Why do so many projects run over budget and behind schedule? Why do financial plans fail? The reason in many cases is what Stanford University professor Sam Savages calls the flaw of averages. The flaw of averages is using a single number (usually an average) in place of an uncertain quality.
The flaw of averages is humorously depicted in the carton above in which a statistician carries out a plan to walk to cross a river based on knowing that the average depth of the water is three feet, but not considering how much variation there could be in the river’s depth.
A classic case of the flaw of averages is using a financial calculator to decide how much to save each year to reach a financial goal. For example, suppose that you estimate that you need to accumulate $1,000,000 to retire comfortably in 40 years. You can calculate how much you need to save each year. To calculate this, you need to provide the calculator with a rate of return. Based on historical data, you come up with a rate of return of 6%. You enter the following parameters into the calculator:
Parameter | Value | |
Present Value (PV) | $0 | |
Future Value (FV) | $1,000,000 | |
Rate of Return (I) | 6% | |
Number of Years (N) | 40 |
Press the payment (PMT) key and you get the answer: $6,462.
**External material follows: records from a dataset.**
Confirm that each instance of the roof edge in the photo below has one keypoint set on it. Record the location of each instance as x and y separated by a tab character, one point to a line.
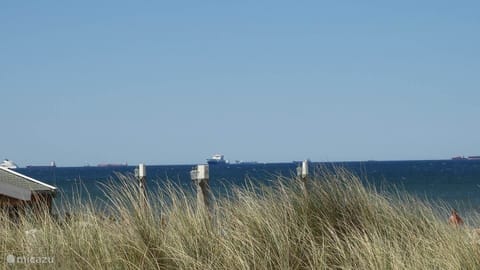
28	178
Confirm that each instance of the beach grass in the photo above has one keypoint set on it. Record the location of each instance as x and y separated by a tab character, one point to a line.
340	223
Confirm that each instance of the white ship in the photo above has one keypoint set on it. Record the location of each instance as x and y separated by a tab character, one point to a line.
217	159
8	164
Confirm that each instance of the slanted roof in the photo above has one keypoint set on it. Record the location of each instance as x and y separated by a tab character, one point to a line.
19	186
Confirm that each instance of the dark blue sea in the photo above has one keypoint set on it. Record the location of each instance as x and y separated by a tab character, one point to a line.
456	182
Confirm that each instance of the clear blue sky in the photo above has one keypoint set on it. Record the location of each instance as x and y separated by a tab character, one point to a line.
166	82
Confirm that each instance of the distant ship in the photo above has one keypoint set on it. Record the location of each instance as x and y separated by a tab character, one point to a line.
217	159
8	164
52	165
466	158
113	165
241	162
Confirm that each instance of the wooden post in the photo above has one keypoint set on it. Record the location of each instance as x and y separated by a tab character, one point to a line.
200	177
141	174
302	172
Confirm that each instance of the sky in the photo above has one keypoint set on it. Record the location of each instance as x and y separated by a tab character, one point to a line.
174	82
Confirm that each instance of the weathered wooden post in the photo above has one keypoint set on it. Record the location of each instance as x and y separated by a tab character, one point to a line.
141	175
200	177
302	173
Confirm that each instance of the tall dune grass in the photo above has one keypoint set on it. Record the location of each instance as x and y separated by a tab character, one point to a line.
339	224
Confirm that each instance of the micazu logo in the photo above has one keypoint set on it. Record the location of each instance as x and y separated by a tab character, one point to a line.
12	259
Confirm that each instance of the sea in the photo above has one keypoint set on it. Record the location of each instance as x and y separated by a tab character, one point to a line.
453	182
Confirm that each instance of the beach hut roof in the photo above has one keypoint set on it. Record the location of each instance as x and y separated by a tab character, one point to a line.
19	186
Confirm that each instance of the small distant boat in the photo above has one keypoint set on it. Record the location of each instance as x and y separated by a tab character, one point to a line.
8	164
52	165
113	164
466	158
216	159
241	162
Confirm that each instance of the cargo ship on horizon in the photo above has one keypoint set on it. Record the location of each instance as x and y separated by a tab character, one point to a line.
52	165
466	158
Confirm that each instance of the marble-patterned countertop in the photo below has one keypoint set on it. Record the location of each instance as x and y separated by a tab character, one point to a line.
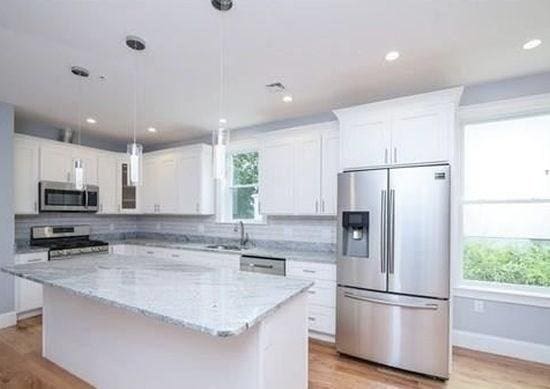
288	254
219	302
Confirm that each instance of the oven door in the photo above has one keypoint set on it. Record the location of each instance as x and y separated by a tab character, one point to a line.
62	197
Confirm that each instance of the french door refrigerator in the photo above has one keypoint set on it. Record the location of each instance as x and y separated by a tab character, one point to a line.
393	267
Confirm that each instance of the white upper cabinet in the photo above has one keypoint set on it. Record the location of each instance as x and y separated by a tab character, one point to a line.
196	183
307	176
410	130
107	178
26	151
57	162
330	167
277	177
178	181
422	135
298	171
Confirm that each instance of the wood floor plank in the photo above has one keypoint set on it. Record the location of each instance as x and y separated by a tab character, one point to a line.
22	367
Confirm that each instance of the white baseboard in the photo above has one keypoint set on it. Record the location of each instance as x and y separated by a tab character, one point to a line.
8	319
534	352
320	336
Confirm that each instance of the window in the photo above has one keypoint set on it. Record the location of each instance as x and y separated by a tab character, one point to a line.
244	186
506	204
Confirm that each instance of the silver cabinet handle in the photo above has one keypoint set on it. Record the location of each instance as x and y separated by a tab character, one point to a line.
260	266
394	303
383	231
391	233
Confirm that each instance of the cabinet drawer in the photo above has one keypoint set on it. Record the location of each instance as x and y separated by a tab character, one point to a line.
322	319
322	293
312	270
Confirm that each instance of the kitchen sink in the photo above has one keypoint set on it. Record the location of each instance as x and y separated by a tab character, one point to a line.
224	247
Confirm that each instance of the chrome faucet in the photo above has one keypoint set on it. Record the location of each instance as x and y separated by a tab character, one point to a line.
244	236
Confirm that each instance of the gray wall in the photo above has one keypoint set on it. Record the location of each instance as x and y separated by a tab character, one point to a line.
34	127
6	205
513	321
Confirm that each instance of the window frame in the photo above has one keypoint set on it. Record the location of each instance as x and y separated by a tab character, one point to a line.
493	291
225	212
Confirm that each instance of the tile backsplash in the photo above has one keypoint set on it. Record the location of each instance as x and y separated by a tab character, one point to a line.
318	230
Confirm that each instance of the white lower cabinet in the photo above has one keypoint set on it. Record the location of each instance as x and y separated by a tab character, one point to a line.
28	294
321	296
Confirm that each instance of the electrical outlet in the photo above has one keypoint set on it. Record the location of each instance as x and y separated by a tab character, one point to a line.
479	306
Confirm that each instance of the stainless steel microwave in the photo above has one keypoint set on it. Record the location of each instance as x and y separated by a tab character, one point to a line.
64	197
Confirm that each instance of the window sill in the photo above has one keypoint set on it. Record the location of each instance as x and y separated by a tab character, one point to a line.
504	296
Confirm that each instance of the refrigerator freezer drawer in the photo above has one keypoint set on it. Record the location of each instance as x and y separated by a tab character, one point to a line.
410	333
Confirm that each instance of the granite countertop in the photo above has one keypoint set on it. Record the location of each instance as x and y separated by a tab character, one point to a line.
219	302
288	254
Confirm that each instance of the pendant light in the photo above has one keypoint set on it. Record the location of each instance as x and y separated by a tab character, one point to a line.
220	136
78	164
134	149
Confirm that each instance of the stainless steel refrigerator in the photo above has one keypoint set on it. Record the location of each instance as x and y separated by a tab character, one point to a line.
393	267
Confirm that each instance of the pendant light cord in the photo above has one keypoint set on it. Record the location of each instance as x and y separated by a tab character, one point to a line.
222	66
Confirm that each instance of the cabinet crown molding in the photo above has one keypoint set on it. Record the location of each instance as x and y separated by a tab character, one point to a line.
441	97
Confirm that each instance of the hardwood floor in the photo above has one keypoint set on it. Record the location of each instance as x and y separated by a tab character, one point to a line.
21	366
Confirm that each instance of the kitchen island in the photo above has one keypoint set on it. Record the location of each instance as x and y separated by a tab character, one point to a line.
136	322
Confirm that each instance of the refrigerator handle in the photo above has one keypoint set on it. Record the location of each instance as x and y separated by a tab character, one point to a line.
383	231
391	233
394	303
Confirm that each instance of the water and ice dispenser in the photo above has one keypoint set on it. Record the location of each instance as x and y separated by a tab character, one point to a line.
355	234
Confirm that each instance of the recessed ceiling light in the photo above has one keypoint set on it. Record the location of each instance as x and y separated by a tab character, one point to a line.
392	56
532	44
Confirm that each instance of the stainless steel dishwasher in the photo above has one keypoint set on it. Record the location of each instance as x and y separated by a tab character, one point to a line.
266	265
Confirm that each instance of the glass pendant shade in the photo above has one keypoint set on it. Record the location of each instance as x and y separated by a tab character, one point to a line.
135	152
220	140
78	174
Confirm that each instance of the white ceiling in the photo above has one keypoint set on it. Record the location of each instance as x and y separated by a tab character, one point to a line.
329	53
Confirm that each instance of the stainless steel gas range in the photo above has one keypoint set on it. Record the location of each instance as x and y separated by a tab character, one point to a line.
67	241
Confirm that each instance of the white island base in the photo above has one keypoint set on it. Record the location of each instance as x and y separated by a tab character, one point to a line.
110	347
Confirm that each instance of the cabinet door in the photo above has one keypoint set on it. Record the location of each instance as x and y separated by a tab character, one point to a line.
277	178
307	176
28	294
56	164
365	142
422	135
89	161
330	167
150	188
167	185
189	171
25	177
107	181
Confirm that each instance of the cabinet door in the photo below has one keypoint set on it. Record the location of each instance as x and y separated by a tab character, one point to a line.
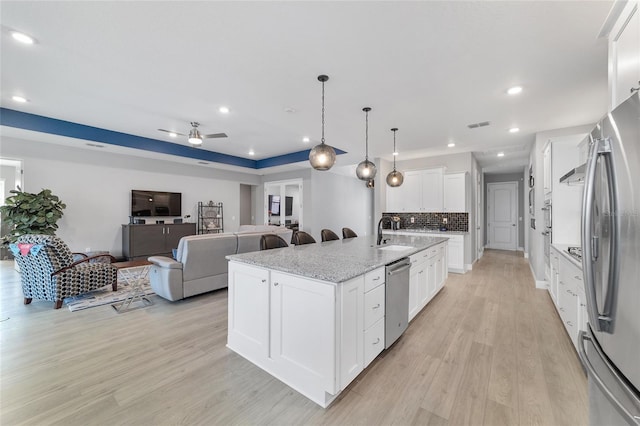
174	232
432	190
303	341
414	300
411	192
624	45
455	192
546	164
248	300
455	254
351	328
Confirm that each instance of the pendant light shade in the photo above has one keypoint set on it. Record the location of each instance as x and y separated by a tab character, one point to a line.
322	157
194	137
366	170
395	178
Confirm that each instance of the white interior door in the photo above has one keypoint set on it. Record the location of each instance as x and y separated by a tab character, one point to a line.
502	214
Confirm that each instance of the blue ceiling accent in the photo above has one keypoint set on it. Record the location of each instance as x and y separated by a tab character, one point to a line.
39	123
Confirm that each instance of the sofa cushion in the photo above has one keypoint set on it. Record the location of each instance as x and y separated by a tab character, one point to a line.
204	255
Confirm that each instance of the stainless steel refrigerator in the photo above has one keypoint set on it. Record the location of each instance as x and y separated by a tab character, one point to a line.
610	348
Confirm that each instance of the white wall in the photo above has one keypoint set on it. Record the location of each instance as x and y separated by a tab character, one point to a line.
96	187
536	240
340	201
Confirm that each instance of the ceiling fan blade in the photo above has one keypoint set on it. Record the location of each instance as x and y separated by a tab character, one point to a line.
171	131
215	135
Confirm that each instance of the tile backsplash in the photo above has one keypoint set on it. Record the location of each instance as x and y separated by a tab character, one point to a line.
455	221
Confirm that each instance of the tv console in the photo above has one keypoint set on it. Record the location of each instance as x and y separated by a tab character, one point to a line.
142	241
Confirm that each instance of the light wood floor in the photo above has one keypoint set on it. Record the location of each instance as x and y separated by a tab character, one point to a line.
489	349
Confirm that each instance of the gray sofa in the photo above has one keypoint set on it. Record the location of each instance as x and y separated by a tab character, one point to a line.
200	265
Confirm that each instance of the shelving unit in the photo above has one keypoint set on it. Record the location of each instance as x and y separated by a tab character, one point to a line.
210	218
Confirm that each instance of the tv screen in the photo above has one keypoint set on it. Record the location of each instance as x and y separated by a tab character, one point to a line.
288	208
155	203
274	204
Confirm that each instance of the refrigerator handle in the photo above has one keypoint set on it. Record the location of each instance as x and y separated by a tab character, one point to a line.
600	321
593	373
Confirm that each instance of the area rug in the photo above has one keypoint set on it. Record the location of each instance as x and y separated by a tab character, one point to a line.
104	296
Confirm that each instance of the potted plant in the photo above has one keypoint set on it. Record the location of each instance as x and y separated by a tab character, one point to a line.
27	213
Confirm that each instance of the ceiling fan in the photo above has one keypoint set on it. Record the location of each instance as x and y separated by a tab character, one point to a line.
195	137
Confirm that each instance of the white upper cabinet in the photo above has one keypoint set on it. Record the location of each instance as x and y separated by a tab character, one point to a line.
420	192
624	51
455	193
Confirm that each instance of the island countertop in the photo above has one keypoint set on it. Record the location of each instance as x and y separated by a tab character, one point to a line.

So, what can go wrong? Plenty. First, the realized rate of return on the portfolio may turn out to be significantly less than the average. The risk of the portfolios investments must be considered, just as Markowitz taught us so long ago. Second, its not just the average return that matters, but also the sequence in which they occur. This is called sequence risk. (Caution: there are some websites and publications that state that there is no sequence risk when accumulating for a goal. As I will demonstrate, they are quite wrong.)
Investment risk
The rate of return on any investment portfolio, other than a portfolio that is entirely cash, is uncertain. Any kind of financial planning needs to take this uncertainty into account.
The first step to address uncertainty of returns is to model it. The most common way to model it is to assume that each year’s return is drawn from a probability distribution as shown in the chart below. In forming this distribution, I assumed that there is a 50% chance of each year's return being at least 6%, but with risk similar to that of stock markets in developed countries.
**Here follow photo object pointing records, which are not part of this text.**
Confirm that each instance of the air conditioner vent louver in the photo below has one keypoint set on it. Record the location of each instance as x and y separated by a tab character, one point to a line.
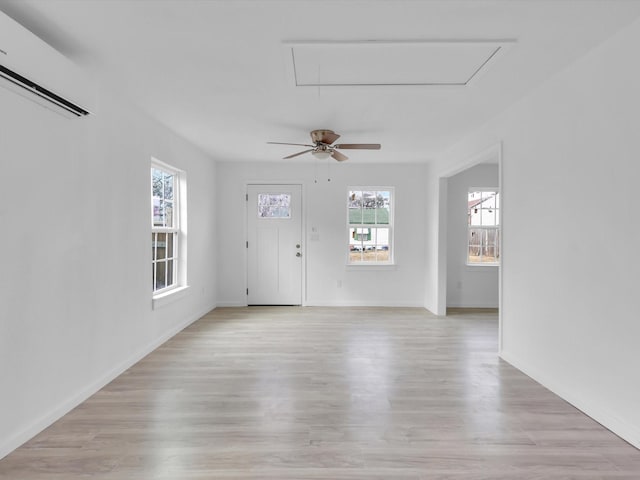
35	70
42	92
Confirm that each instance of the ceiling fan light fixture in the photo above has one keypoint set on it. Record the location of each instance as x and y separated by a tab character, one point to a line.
321	154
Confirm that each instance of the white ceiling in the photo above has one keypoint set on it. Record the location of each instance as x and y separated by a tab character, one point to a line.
220	72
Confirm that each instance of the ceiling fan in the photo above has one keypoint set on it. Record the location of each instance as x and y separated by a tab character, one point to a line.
323	146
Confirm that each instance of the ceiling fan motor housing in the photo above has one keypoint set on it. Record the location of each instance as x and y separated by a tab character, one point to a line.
319	135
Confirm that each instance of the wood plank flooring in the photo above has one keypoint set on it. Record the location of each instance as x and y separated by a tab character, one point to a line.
326	393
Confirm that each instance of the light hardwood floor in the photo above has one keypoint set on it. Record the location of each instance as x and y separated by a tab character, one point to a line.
326	393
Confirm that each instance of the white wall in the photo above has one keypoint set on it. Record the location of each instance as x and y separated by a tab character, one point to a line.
570	310
328	280
468	286
75	287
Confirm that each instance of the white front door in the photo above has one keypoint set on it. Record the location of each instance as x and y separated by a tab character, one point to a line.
274	244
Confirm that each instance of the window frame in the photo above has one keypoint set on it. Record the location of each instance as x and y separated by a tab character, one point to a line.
178	253
497	228
390	226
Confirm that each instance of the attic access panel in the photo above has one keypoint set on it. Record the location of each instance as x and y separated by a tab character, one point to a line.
448	63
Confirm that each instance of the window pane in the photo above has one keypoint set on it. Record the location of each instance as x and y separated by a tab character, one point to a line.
274	205
382	254
354	203
169	278
161	281
383	204
488	217
158	214
168	186
483	245
168	213
161	246
369	207
170	246
156	182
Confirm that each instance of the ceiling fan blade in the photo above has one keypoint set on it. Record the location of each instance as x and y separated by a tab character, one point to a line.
358	146
339	156
297	144
329	137
299	153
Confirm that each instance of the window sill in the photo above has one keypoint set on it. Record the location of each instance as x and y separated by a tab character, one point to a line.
171	296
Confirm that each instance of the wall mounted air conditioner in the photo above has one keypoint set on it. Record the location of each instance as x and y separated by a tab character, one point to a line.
35	70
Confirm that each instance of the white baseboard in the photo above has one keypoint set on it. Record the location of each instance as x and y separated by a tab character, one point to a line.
9	445
600	413
339	303
231	304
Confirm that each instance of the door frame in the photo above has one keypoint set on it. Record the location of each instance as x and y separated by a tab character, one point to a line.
494	152
303	233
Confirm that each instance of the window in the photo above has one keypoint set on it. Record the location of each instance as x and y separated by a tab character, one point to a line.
165	227
274	205
370	225
483	219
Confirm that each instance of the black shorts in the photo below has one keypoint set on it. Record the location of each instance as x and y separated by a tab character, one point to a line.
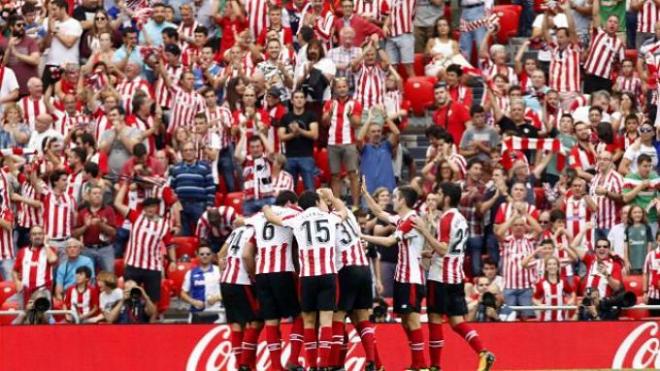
240	303
149	279
318	293
355	288
446	298
277	295
408	297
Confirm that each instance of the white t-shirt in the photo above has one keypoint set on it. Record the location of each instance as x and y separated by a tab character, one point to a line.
107	301
59	54
632	155
9	84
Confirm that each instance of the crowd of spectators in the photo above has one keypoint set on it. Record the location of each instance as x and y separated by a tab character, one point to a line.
126	124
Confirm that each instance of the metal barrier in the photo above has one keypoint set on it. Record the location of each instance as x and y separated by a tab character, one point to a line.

Probability Distribution of Annual Investment Returns
Sequence risk
Even if your investment portfolio produced the average rate of return that you used with the financial calculator, you still may not achieve your investment goal. This is because the sequence of returns matters. To illustrate this, I calculated the ending value from saving $6,462 each year for 40 years under three scenarios:
- A constant 6% return;
- Returns increasing steadily from about -4% to about 17% with a compound rate of return over the 40-year period of 6%; and
- Returns decreasing steadily from about 17% down to about -4% with a compound rate of return over the 40-year period of 6%.
Although under all three scenarios, the compound rates of return are the same, the results differ. In the case of the constant rate of return, the result is right on the money at $1,000,000. But in the scenario with increasing returns, the portfolio surpasses its goal by about $102,000. And in the case of decreasing returns, the final value is about $92,000 short of the goal.
Monte Carlo simulation
Since with risky portfolios, one can never be sure of the outcome of an investment plan, any statement regarding possible outcomes needs to be cast in terms of probabilities. In the example of accumulating assets with the goal of getting to $1,000,000 in 40 years, this means that we should estimate the probability of falling short of $1,000,000, and if we fall short, by how much and with what probability.
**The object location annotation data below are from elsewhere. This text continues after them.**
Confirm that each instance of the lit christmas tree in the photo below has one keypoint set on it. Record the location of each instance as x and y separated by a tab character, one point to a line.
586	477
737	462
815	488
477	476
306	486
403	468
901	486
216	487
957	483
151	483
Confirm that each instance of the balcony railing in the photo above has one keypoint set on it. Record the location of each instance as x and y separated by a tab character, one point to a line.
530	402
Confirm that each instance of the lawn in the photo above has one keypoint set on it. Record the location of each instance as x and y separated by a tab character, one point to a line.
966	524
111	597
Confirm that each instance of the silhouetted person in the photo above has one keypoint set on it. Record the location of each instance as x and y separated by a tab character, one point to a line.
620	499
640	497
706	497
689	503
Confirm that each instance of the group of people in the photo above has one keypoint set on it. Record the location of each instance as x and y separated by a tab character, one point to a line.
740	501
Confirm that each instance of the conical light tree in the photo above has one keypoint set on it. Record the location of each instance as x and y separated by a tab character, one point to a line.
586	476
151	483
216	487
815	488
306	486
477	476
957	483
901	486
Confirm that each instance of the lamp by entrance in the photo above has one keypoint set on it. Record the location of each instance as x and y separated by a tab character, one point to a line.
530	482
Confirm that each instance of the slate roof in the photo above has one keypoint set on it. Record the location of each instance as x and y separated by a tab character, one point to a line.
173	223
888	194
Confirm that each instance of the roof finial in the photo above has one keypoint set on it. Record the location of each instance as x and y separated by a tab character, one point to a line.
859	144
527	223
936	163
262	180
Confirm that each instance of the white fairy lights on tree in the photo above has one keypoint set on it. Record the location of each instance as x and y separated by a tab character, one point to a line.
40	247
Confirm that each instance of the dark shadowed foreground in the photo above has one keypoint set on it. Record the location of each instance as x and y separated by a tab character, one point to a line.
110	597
Practically, the only way to come up with these probabilities is to use a method called Monte Carlo simulation. This typically involves using a random number generator to create a series of returns that have the same average and risk level of the portfolio, using the simulated returns to calculate what is of interest, such as the value of the portfolio at the end of the period, and repeating this procedure, perhaps thousands of time. The result is a probability distribution, rather than a single number. For example, for the accumulation scenario discussed above, running Monte Carlo 1,000 times, I estimate that there is a 46.5% chance of falling short of $1,000,000 and there is a 16.5% chance of not even reaching $500,000. Furthermore, even if returns over the 40-year period came to the assumed 6%, there is still a 40% chance of falling short.
Of course, different model builders make different assumptions, so the results have to be taken with a grain of salt. But the important thing is that some attempt is made to not fall into the flaw of averages. While individual investors may not have the tools to do Monte Carlo simulation, advisors do. They should put them to use to present probabilities to their clients, not absolutes.
Note: For those who are interested in trying Monte Carlo simulation, probabilitymanagement.org has some excellent tools for Excel-based modelling.